Towards Visual Syntactical Understanding
Sayeed Shafayet Chowdhury, Soumyadeep Chandra, Kaushik Roy
TL;DR
This work introduces visual syntax by treating image parts as words and demonstrates that modern DNNs lack inherent visual syntactic understanding. It proposes a three-stage unsupervised framework—semantic part detection, part-based masking with a ViT-based masked autoencoder, and a syntax checker—to determine syntactic correctness and reconstruct a plausible correct configuration. The approach achieves high accuracy on CelebA ($92.10\%$) and AFHQ ($90.89\%$ in the abstract, with class-wise balances favoring $92.10\%$, $94.10\%$, and $87.69\%$ across classes) and generalizes to ImageNet/Caltech-101 without explicit training on them, while providing interpretable reconstructions that indicate which parts violate syntax. The work also analyzes its relation to OoD detection, presents ablations demonstrating the necessity of each module, and casts the method within a neuro-symbolic paradigm. Overall, the paper advances visual syntactic reasoning with a language-model-inspired training objective and highlights a practical path toward more robust, explainable visual reasoning systems.
Abstract
Syntax is usually studied in the realm of linguistics and refers to the arrangement of words in a sentence. Similarly, an image can be considered as a visual 'sentence', with the semantic parts of the image acting as 'words'. While visual syntactic understanding occurs naturally to humans, it is interesting to explore whether deep neural networks (DNNs) are equipped with such reasoning.

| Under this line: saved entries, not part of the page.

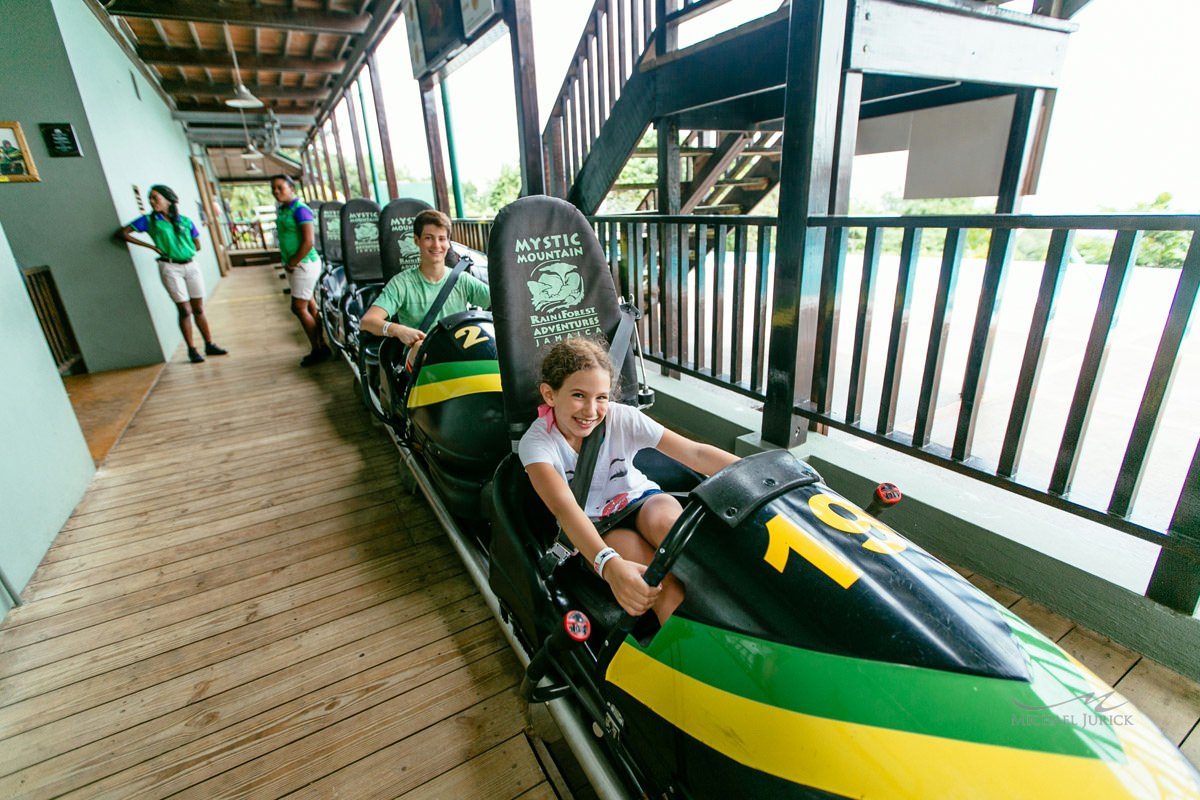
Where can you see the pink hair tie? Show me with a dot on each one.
(546, 413)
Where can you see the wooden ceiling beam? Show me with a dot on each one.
(208, 11)
(181, 56)
(192, 88)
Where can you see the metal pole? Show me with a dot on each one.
(454, 160)
(366, 132)
(382, 118)
(13, 596)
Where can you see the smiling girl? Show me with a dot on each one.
(627, 515)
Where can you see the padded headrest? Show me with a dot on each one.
(360, 241)
(330, 230)
(396, 244)
(550, 282)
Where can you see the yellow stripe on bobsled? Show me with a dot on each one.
(444, 390)
(858, 761)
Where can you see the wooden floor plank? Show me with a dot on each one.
(1171, 701)
(508, 770)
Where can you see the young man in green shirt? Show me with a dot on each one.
(295, 227)
(405, 301)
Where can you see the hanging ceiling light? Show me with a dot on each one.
(241, 96)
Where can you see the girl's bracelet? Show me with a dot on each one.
(603, 558)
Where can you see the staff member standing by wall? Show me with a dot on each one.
(177, 241)
(295, 228)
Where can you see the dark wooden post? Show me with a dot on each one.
(816, 40)
(329, 167)
(433, 143)
(341, 157)
(525, 88)
(1012, 174)
(1176, 578)
(669, 241)
(365, 187)
(382, 121)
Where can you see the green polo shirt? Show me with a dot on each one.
(175, 241)
(288, 220)
(408, 296)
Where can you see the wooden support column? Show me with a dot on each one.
(365, 185)
(382, 121)
(669, 203)
(1012, 175)
(525, 89)
(846, 140)
(814, 79)
(341, 158)
(433, 143)
(329, 168)
(210, 216)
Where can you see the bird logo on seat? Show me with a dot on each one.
(556, 287)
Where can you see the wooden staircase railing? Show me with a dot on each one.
(615, 38)
(43, 293)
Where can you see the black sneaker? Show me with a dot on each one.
(316, 356)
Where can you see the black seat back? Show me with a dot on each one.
(397, 246)
(360, 241)
(550, 281)
(330, 232)
(317, 244)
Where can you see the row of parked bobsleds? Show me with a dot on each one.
(817, 653)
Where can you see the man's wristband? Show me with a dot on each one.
(603, 558)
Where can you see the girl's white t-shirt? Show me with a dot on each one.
(616, 481)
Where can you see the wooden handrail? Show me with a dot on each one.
(43, 293)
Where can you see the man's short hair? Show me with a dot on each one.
(430, 217)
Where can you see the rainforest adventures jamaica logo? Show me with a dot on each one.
(556, 288)
(365, 226)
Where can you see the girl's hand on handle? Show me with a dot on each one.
(628, 585)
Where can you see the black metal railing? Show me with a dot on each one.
(987, 344)
(472, 233)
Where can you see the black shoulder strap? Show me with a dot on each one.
(441, 300)
(586, 464)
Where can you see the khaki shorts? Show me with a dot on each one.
(303, 278)
(181, 281)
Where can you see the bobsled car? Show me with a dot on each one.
(817, 653)
(442, 404)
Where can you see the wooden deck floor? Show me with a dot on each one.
(247, 605)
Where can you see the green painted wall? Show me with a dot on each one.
(65, 67)
(46, 465)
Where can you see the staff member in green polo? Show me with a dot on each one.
(295, 228)
(177, 241)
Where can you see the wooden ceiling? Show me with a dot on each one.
(295, 55)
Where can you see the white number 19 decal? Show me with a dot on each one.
(784, 536)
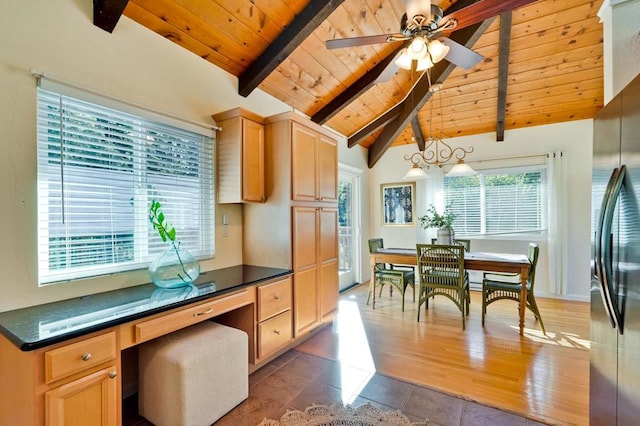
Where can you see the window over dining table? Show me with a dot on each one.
(498, 201)
(99, 168)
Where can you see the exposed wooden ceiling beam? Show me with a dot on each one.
(293, 35)
(503, 72)
(417, 132)
(376, 124)
(420, 93)
(356, 89)
(107, 13)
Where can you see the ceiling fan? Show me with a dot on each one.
(422, 26)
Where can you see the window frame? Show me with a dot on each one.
(525, 234)
(142, 243)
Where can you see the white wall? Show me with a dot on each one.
(133, 64)
(573, 138)
(621, 22)
(356, 157)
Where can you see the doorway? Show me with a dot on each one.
(348, 225)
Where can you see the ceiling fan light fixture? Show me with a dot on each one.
(461, 169)
(404, 61)
(423, 64)
(418, 48)
(438, 50)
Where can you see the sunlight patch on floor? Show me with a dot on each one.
(559, 339)
(354, 354)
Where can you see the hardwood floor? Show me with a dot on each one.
(537, 376)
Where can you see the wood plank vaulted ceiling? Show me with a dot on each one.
(554, 72)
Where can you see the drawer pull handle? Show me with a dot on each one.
(208, 311)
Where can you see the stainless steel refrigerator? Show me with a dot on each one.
(615, 263)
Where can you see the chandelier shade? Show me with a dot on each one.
(437, 152)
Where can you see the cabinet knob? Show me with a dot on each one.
(208, 311)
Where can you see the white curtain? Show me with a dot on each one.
(557, 218)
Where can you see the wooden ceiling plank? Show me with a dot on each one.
(354, 91)
(480, 10)
(375, 125)
(420, 94)
(292, 36)
(225, 24)
(176, 35)
(107, 13)
(199, 28)
(503, 72)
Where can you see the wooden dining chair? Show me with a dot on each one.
(499, 286)
(397, 276)
(441, 272)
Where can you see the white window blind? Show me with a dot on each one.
(98, 171)
(498, 201)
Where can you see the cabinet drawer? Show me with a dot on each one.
(274, 298)
(165, 324)
(79, 356)
(274, 333)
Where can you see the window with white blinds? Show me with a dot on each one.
(498, 201)
(98, 171)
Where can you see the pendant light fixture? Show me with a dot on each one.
(436, 151)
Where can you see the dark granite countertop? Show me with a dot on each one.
(42, 325)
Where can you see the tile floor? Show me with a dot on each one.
(296, 380)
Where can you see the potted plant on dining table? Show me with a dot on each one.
(442, 221)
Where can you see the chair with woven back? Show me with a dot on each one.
(399, 277)
(460, 241)
(498, 286)
(441, 272)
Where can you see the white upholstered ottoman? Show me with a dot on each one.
(193, 376)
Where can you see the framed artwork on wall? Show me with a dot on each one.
(398, 204)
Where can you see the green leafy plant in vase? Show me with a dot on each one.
(175, 267)
(442, 221)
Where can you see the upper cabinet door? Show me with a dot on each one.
(314, 171)
(303, 167)
(252, 161)
(327, 169)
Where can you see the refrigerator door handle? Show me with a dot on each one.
(598, 249)
(607, 255)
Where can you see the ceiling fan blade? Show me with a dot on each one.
(460, 55)
(388, 72)
(479, 11)
(338, 43)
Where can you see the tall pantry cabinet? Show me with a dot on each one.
(297, 227)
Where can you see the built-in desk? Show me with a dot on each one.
(61, 362)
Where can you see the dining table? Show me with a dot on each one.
(479, 261)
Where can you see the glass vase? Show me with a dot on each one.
(445, 236)
(174, 268)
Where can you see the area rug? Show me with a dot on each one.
(342, 415)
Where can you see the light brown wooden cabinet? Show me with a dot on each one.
(240, 157)
(91, 400)
(297, 227)
(274, 317)
(72, 383)
(314, 165)
(315, 260)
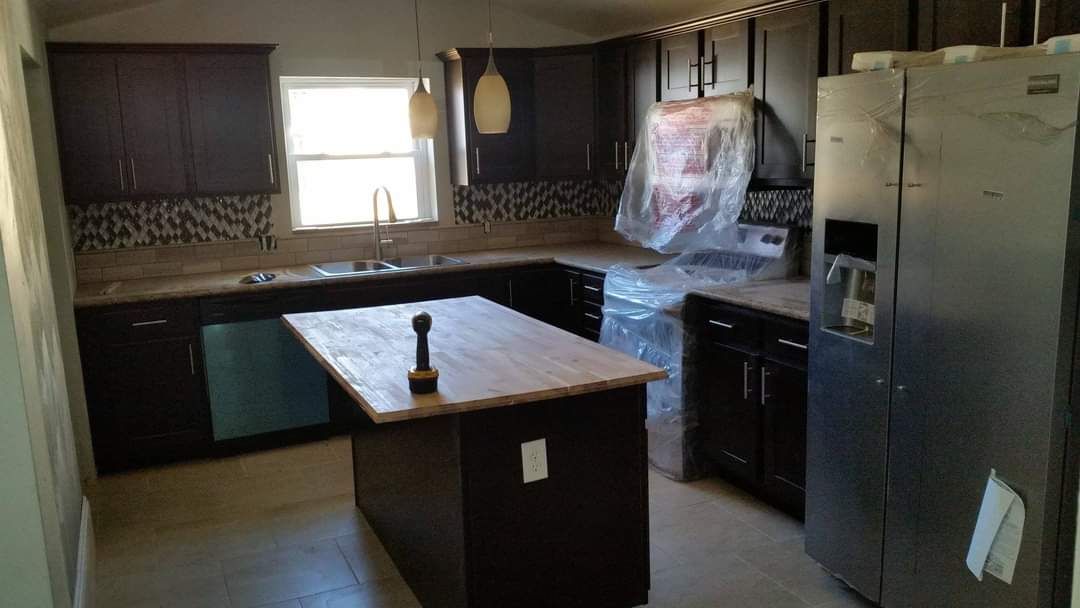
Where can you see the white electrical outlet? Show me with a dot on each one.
(535, 460)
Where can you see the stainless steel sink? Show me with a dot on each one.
(367, 266)
(421, 261)
(341, 268)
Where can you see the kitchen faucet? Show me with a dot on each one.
(379, 243)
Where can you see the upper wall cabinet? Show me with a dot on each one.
(229, 109)
(856, 26)
(489, 159)
(564, 81)
(148, 120)
(786, 52)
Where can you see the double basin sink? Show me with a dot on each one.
(388, 265)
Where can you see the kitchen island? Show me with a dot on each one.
(441, 477)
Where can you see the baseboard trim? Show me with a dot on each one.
(84, 565)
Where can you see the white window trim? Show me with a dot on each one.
(423, 153)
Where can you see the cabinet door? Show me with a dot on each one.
(151, 92)
(783, 399)
(231, 125)
(680, 63)
(615, 100)
(505, 157)
(785, 85)
(86, 106)
(730, 415)
(147, 402)
(948, 23)
(855, 26)
(565, 121)
(726, 68)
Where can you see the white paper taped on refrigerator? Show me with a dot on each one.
(999, 531)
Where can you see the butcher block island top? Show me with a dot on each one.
(487, 356)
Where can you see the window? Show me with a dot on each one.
(343, 138)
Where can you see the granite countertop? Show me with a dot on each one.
(597, 257)
(367, 350)
(786, 297)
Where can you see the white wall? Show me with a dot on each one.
(39, 480)
(329, 38)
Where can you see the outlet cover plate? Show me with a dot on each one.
(535, 460)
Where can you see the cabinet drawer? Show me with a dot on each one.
(592, 288)
(730, 325)
(145, 322)
(786, 339)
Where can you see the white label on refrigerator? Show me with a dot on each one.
(999, 530)
(858, 310)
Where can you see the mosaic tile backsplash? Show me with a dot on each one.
(169, 221)
(518, 201)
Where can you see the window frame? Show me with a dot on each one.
(422, 151)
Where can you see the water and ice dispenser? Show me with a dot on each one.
(850, 279)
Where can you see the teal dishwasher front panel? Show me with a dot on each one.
(261, 380)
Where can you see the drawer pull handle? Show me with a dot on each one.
(791, 343)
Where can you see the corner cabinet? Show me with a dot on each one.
(489, 159)
(753, 402)
(154, 120)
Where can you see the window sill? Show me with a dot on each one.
(309, 230)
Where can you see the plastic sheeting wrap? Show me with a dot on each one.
(684, 192)
(687, 180)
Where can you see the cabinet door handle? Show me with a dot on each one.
(791, 343)
(764, 375)
(745, 380)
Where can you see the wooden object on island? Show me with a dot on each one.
(489, 355)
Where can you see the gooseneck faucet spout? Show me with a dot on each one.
(391, 217)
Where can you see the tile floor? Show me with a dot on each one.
(278, 529)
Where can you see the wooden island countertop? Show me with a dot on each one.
(487, 356)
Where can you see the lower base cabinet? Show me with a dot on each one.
(752, 395)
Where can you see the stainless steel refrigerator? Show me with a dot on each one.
(945, 267)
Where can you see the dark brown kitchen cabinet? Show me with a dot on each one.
(948, 23)
(151, 97)
(146, 392)
(726, 66)
(89, 127)
(229, 106)
(680, 67)
(494, 158)
(730, 416)
(615, 103)
(137, 121)
(752, 394)
(784, 426)
(786, 49)
(564, 81)
(856, 26)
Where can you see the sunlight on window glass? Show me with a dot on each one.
(339, 191)
(349, 121)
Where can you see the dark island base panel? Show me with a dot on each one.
(445, 496)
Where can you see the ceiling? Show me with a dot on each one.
(596, 18)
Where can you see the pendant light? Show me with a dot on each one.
(422, 115)
(491, 98)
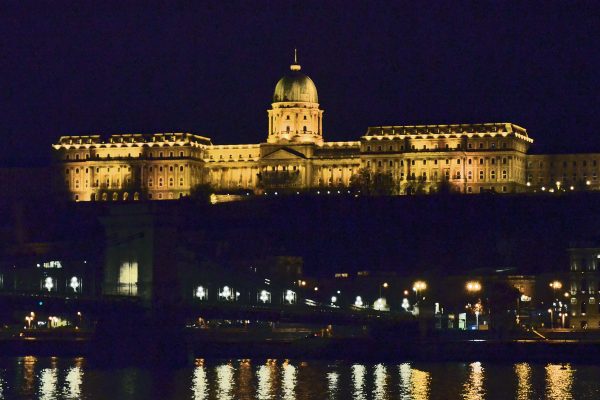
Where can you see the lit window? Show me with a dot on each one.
(128, 278)
(201, 293)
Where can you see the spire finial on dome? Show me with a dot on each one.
(295, 66)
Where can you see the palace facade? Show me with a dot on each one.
(470, 158)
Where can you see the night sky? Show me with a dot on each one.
(211, 67)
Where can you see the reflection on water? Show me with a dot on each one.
(44, 378)
(559, 379)
(332, 384)
(245, 378)
(199, 382)
(225, 382)
(380, 378)
(414, 384)
(73, 382)
(524, 386)
(48, 382)
(473, 388)
(263, 375)
(358, 378)
(289, 380)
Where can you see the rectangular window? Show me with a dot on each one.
(128, 278)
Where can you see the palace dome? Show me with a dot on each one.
(295, 86)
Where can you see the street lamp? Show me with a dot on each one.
(555, 285)
(473, 286)
(419, 286)
(383, 285)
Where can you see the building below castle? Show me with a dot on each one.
(467, 158)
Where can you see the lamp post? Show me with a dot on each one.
(474, 287)
(419, 286)
(555, 285)
(383, 285)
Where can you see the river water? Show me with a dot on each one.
(67, 378)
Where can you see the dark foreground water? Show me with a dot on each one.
(54, 378)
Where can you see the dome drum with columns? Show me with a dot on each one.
(295, 116)
(472, 158)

To that end, we alter the syntax of natural images (e.g. swapping the eye and nose of a face), referred to as 'incorrect' images, to investigate the sensitivity of DNNs to such syntactic anomaly. Through our experiments, we discover an intriguing property of DNNs where we observe that state-of-the-art convolutional neural networks, as well as vision transformers, fail to discriminate between syntactically correct and incorrect images when trained on only correct ones. To counter this issue and enable visual syntactic understanding with DNNs, we propose a three-stage framework- (i) the 'words' (or the sub-features) in the image are detected, (ii) the detected words are sequentially masked and reconstructed using an autoencoder, (iii) the original and reconstructed parts are compared at each location to determine syntactic correctness. The reconstruction module is trained with BERT-like masked autoencoding for images, with the motivation to leverage language model inspired training to better capture the syntax. Note, our proposed approach is unsupervised in the sense that the incorrect images are only used during testing and the correct versus incorrect labels are never used for training. We perform experiments on CelebA, and AFHQ datasets and obtain classification accuracy of 92.10%, and 90.89%, respectively. Notably, the approach generalizes well to ImageNet samples which share common classes with CelebA and AFHQ without explicitly training on them.